One immediate advantage to CEPA was the improving service and maintenance to the 17,000 customers spread across their footprint. MP&L had a robust team of linemen in the region, all ready to handle new customers and outages. MP&L also had greater price stability compared to CEPA, which was facing major upgrade needs with costs passed to members. As a larger and better-heeled organization, MP&L could absorb the costs without causing rate shock among customers. As a result, service improved, and rates dropped.
After upgrades, CEPA lines that ran near MP&L’s lines could be joined, avoiding costly duplication; now lines could be fed from more than one way. And MP&L was also positioned to serve large industry and help develop new industrial sites.
Purchase benefits customers and workers
Although a consortium of other electric power associations challenged the purchase with the state Public Service Commission, MP&L closed the purchase in December 1972 by paying CEPA $10.5 million for facilities and another $1.5 million for other assets. The sale netted payouts averaging more than $700 per member. In the end, CEPA customers voted 2 to 1 in favor of the deal.

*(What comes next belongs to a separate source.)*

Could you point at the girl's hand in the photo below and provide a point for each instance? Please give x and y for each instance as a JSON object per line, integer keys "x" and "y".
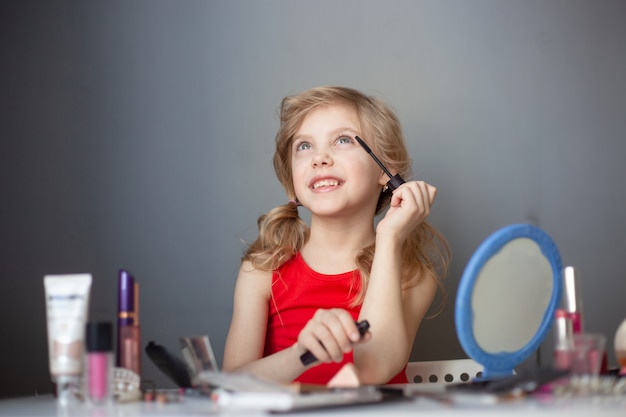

MP&L made good on its promise to absorb the CEPA workforce and retained the dissolved association’s board of directors for 12 years to distribute funds to the former members and to ensure the utility’s new rural customers were treated fairly. Plus, as MP&L employees, their linemen could join the International Brotherhood of Electrical Workers union. The IBEW granted those employees seniority credit for their time with CEPA.
The lasting legacy of the CEPA acquisition is how it opened rural farmlands to new uses, thanks to MP&L’s economic development engine, Meiners says. Former CEPA-serviced land in central Madison County, for example, is now home to brands like Nissan, Amazon, Siemens, Levi’s and Bayer—the core of the region’s economic engine.